А потом спускаешься с Пушки по Пешке в Елисеевский гастроном для покупки какого-нибудь экзотического напитка с Острова свободы. Рома «Гавана клаб», к примеру. И здесь же, не отходя от прилавка, встречаешь Мишку Пахтера — заядлого картежника и шахматиста на деньги, моего старшего одношкольника, с которым не виделись сто лет, и помнишь о нем только то, что жили в одном доме и у мамы его было необычайно красивое имя, ни до нее, ни после мне не встречавшееся: Чара!
(Хотя вру: был потом такой банк элитный «Чара», нахлобучивший на зеленые миллионы всю московскую попсовую тусовку, а в рублевом эквиваленте и их покровителей — ментов и прокуроров.)

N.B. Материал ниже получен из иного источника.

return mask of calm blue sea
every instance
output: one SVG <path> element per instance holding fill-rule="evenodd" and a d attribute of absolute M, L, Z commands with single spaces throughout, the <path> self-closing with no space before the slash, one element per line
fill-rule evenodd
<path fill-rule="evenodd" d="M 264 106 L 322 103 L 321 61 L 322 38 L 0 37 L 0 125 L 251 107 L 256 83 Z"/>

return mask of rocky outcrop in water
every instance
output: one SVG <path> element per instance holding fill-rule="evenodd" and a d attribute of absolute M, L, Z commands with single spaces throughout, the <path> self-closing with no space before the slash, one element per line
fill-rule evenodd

Мишка уже давно бездельничает в каком-то союзном министерстве, тяжело похмелен с ясными целями, мне и моей покупке рад искренне.
— Вовка, пойдем в Москву, там наши, саратовские, опохмеляются!

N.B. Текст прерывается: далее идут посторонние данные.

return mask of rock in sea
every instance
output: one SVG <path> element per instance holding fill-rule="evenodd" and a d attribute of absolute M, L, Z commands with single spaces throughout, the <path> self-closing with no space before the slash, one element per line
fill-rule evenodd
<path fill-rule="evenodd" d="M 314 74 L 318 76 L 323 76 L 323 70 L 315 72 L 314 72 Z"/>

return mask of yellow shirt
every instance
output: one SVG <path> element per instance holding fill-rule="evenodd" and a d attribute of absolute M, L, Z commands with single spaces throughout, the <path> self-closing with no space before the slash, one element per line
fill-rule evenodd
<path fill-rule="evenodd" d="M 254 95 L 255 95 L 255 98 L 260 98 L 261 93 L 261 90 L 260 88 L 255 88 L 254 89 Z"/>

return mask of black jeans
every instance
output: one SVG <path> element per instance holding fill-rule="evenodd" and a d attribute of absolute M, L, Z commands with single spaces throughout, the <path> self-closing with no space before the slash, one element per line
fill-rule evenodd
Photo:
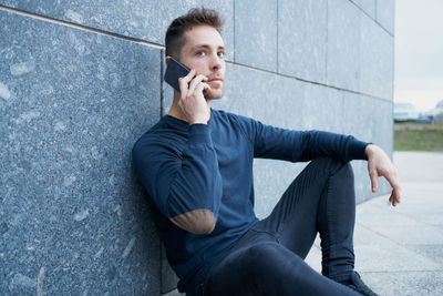
<path fill-rule="evenodd" d="M 351 165 L 316 159 L 288 187 L 272 213 L 212 266 L 197 294 L 359 295 L 336 282 L 353 272 L 354 221 Z M 317 233 L 322 275 L 303 261 Z"/>

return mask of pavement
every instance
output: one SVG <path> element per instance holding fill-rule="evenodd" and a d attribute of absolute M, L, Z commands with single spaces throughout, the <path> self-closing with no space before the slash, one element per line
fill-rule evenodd
<path fill-rule="evenodd" d="M 357 206 L 356 271 L 379 295 L 443 295 L 443 153 L 394 152 L 393 161 L 402 202 L 383 195 Z M 306 262 L 320 273 L 318 237 Z"/>
<path fill-rule="evenodd" d="M 357 206 L 356 271 L 380 295 L 443 295 L 443 153 L 394 152 L 402 202 Z M 321 271 L 320 241 L 307 262 Z"/>

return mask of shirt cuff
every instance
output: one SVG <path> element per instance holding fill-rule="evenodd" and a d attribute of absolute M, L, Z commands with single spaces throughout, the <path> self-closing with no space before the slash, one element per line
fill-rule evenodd
<path fill-rule="evenodd" d="M 349 157 L 351 160 L 364 160 L 368 161 L 368 156 L 365 153 L 367 146 L 371 143 L 362 142 L 359 140 L 353 140 L 349 143 L 348 152 Z"/>
<path fill-rule="evenodd" d="M 190 124 L 188 127 L 188 143 L 189 144 L 209 144 L 210 139 L 210 127 L 207 124 L 195 123 Z"/>

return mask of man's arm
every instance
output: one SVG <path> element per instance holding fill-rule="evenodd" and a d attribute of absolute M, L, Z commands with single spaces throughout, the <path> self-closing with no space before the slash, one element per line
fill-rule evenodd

— Мишка, да мы уже в первопрестольной — здравствуй, столица, здравствуй, Москва!
— В гостиницу «Москва», бурлак на Волге! На шестой этаж номер люкс.
Пришли. Дверь не заперта. В холле за журнальным столиком, босые ноги на нем, рыжий Эмиль Гойзикер пьет двойное золотое пиво из витой бутылки. В ванной при открытой двери плещется с ныряньем и бульканьем «пан спортсмен» Валерка Давыдов. Все свои.
Огневолосый Емеля, староста черновицкого землячества в саратовском мединституте, мелкий шулер и крупный аферист — еще не евроэмигрант на Брайтон-Бич. Валерий Николаевич — еще не лидер демократического движения, насмерть отравленный каким-то пойлом в расцвете электоральных сил конкурентами из другого демократического движения, а скромный председатель спортобщества «Буревестник», друг и аристотель Сашки и Лешки, беспутных дитятей первого секретаря обкома А. И. Шибаева. Между прочим, этому Герою Социалистической Туфты ополоумевшие от примирения и согласия потомки воздвигли кирпичное изваяние — точно посередине порушенной им улицы Миллионки — известной каждому речнику визитной карточки докоммунистической «столицы Нижнего Поволжья». Правда, это монументальное сооружение на песочной кладке неизвестные хулиганы за ночь разобрали и выкинули в реку. Но власть заблаговременно сохранила карандашный эскиз, и истукана за день-другой переложили.